Linus's quote was quite interesting:
I don't personally contribute - partly because of the same worries that Ingo Molnar brought up some time ago, ie the copyright. It's not that I dislike the wine copyright - I actually think that the BSD-style copyrights can be a good thing. But _personally_ I don't want to do significant work under that kind of copyright and having to wonder whether the best version of Wine will be free in the future..
That was almost the same as Brett's message concerning working on Wine if it was xGPL'd.
Almost, but not quite. Brett's quote seemed more like he was trying to hold it over our heads like "See, I won't contribute if you go LGPL and you'll lose all the wondeful commercial developers like me!". Linus's quote was more like "I won't contribute if you're not under a copyleft, but I have no vote so take that as nothing more than my opinion". Then it was left at that, there was no ongoing argument for a week about it. Linus was certainly more tactful.

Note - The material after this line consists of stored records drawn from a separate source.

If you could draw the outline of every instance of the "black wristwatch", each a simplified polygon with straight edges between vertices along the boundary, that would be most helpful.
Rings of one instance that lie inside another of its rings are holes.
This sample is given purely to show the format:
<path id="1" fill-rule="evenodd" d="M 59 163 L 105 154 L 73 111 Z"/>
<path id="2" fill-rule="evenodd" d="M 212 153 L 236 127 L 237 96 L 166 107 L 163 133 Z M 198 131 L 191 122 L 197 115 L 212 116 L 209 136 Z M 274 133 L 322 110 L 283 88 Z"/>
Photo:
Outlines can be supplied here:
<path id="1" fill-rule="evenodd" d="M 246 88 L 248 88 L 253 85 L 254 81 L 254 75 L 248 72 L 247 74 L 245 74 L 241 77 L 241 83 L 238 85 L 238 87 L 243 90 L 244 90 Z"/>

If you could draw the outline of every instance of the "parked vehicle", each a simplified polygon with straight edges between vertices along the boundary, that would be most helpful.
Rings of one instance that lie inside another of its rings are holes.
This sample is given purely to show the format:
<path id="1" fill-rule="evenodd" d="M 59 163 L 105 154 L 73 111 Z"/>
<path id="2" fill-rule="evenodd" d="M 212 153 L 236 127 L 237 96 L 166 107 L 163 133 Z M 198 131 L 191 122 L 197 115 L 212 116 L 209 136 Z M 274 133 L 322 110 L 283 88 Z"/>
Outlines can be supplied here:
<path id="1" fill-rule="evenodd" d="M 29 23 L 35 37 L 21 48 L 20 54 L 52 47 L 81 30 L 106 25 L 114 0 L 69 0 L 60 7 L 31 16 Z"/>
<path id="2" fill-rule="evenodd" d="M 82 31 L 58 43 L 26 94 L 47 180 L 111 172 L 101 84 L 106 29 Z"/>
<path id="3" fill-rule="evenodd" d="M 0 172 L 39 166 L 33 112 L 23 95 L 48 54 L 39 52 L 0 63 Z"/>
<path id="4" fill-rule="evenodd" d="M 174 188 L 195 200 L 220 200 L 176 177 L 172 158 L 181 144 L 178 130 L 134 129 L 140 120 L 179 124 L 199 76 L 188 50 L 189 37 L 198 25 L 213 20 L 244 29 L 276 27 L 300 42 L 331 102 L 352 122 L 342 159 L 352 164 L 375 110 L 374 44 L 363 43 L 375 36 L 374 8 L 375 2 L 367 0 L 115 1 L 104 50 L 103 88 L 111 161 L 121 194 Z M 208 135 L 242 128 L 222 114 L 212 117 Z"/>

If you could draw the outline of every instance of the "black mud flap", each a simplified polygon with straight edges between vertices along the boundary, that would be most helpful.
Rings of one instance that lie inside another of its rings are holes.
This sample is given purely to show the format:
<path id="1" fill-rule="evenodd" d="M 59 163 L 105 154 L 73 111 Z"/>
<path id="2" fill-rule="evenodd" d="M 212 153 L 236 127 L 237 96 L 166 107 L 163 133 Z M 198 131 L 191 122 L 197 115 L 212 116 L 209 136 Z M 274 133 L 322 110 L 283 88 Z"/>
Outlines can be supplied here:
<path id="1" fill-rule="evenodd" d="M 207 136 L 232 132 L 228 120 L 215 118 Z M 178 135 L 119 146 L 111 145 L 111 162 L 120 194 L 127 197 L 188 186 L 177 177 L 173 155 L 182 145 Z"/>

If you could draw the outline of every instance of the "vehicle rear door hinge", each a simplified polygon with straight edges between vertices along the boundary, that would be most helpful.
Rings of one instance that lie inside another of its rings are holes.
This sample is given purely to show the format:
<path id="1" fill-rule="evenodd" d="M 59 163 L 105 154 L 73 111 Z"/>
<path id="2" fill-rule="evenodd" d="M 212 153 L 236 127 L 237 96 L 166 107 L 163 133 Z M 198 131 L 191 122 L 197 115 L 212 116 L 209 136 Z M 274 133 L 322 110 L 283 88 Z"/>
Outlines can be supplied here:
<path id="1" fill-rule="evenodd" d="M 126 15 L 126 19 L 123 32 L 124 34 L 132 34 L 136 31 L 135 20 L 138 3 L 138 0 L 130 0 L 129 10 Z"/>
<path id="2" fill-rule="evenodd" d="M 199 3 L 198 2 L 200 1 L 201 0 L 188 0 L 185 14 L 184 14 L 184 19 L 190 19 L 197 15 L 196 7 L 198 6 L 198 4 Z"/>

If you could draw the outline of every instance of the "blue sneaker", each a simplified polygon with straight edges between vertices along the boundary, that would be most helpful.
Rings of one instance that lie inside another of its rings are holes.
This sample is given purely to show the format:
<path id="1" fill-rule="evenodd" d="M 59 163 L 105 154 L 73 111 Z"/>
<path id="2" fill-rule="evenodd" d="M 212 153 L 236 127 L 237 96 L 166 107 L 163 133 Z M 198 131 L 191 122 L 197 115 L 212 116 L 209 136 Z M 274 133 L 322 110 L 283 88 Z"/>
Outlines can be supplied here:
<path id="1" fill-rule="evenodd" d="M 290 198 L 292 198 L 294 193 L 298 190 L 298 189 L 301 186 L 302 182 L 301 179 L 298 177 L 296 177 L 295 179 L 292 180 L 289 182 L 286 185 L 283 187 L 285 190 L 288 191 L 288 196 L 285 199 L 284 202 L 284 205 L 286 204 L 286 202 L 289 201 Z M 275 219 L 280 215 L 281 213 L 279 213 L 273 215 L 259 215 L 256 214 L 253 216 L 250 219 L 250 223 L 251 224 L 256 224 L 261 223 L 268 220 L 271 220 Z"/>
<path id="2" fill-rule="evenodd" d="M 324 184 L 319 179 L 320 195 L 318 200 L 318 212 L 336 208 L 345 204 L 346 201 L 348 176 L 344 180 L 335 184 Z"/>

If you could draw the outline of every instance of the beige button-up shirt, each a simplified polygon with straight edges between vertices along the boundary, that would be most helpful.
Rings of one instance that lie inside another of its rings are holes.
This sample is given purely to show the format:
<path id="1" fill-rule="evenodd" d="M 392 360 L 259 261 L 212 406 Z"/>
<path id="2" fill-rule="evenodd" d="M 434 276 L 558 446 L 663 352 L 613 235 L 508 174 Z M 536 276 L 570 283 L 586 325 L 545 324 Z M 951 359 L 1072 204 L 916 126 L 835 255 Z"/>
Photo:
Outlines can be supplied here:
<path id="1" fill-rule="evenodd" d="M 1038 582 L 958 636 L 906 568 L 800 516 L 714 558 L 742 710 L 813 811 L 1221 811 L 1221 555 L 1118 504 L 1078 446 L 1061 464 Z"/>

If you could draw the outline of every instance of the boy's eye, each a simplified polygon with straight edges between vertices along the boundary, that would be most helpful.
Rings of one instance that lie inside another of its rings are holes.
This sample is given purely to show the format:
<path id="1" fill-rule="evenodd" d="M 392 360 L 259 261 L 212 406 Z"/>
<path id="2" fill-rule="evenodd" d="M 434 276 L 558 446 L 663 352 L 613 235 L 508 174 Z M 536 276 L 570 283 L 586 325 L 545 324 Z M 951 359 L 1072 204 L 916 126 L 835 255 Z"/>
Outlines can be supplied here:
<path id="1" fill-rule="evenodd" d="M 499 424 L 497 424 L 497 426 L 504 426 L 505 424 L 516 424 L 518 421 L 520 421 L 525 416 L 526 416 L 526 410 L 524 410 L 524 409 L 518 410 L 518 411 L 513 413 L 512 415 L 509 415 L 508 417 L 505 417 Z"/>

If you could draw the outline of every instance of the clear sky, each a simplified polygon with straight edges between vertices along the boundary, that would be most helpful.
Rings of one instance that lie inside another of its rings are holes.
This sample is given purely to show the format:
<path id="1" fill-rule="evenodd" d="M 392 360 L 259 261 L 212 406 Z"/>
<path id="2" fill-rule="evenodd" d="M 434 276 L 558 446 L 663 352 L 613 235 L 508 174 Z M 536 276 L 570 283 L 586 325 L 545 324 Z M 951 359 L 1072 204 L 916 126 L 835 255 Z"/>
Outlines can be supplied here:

In other words, I took Brett's attitude as being hostile towards the project from the beginning but when I read Linus's comments there was no hostility involved. Maybe it is just that Linus is a better writer.
or this:
http://groups.google.com/groups?q=Ingo+Molnar+group:comp.emulators.ms-window...
This made me wonder about what happened to TWIN. I noticed they faded away. If anyone thinks xGPL'ing WINE will bring more support, they should look at TWIN. I am not saying the license killed it, but I am saying that the LGPL did not bring it any support.
I am about 99% sure that TWIN was released under LGPL after Willows had no interest in it whatsoever. Back in the day Codeweavers did a lot of projects by combining Twin and WINE into "Twine" and using that to do ports. So Jeremy is certainly no stranger to using an LGPLd Wine-like project for his business.